Executive Summary
RAG Workspace is a production-grade, multi-tenant document intelligence system that transforms dense, complex PDFs into a queryable knowledge vault. Built end-to-end in a Spring Boot + Next.js stack, the system handles everything from secure browser-to-S3 uploads through asynchronous OCR processing, local vector embedding, and a multi-stage retrieval pipeline designed from the ground up to minimize hallucination.

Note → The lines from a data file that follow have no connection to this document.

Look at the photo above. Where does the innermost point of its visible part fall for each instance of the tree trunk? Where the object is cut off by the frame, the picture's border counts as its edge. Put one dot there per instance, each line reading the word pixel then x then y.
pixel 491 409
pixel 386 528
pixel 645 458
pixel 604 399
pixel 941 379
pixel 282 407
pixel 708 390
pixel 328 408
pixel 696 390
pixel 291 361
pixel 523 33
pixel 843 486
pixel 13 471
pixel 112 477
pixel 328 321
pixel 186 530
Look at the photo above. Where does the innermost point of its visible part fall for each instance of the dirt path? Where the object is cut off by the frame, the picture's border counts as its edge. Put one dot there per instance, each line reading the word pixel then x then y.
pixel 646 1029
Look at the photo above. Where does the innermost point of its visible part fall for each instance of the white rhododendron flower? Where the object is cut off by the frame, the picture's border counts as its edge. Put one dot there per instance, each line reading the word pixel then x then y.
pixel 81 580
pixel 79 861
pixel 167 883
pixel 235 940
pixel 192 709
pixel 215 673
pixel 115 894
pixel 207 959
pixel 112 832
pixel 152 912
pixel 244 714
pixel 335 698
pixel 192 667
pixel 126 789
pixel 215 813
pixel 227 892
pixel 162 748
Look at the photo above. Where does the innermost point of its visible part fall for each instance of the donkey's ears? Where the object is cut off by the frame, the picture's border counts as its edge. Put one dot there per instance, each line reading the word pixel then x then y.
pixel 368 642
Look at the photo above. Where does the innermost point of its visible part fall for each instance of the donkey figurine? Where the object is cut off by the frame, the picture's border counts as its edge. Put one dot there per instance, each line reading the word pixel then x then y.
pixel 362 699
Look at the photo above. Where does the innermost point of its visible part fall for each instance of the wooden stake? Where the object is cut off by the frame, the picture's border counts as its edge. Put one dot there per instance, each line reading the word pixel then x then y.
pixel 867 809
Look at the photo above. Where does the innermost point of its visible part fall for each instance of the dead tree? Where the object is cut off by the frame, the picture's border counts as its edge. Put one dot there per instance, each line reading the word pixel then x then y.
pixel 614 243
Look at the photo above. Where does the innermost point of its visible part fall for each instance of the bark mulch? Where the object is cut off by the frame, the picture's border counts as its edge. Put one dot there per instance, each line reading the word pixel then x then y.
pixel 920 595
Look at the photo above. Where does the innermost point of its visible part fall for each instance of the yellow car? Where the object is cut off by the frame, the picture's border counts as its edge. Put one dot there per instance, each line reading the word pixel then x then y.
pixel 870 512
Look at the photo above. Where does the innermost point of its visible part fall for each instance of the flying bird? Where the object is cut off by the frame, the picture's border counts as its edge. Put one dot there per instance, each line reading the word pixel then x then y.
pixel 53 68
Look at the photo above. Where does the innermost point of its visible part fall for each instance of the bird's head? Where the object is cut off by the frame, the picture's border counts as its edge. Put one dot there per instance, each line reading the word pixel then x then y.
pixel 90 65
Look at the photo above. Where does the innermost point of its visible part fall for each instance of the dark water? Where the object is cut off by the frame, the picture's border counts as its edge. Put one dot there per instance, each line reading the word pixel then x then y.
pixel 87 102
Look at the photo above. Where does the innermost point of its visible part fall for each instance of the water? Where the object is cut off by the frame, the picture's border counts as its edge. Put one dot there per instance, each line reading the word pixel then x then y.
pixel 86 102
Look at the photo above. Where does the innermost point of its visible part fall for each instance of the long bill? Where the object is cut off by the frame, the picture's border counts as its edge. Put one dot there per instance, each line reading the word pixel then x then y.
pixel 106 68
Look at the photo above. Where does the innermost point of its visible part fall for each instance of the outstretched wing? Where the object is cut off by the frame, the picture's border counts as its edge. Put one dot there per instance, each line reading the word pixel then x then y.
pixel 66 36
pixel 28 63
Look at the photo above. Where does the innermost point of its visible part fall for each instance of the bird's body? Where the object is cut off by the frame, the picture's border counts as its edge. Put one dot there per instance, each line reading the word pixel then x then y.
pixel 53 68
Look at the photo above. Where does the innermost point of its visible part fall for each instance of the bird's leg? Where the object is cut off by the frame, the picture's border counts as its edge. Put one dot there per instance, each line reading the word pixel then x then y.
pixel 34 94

The result is a credible, grounded Q&A experience over private document sets — with strict tenant data isolation baked into the database schema itself.
Project Overview
What It Does
RAG Workspace ingests complex technical documents (PDFs), extracts and chunks their content, embeds them into a vector store, and exposes a chat interface where users can ask precise questions and receive cited, grounded answers. It is not a wrapper around a public LLM API — it is a full retrieval-augmented generation system with a thoughtfully engineered pipeline behind it.
Who It Serves
The system is designed for multi-tenant deployments: multiple organizations or teams each operate within an isolated partition of the same infrastructure. Each tenant's documents, embeddings, and chat history are physically separated at the database level — not just filtered by a WHERE tenant_id = ? clause.
The Problem It Solves
Using off-the-shelf LLMs directly against document corpora leads to hallucination, vague citations, and cross-contamination in shared environments. RAG Workspace addresses all three:
- Hallucination is reduced via multi-stage LLM grading and reranking before synthesis.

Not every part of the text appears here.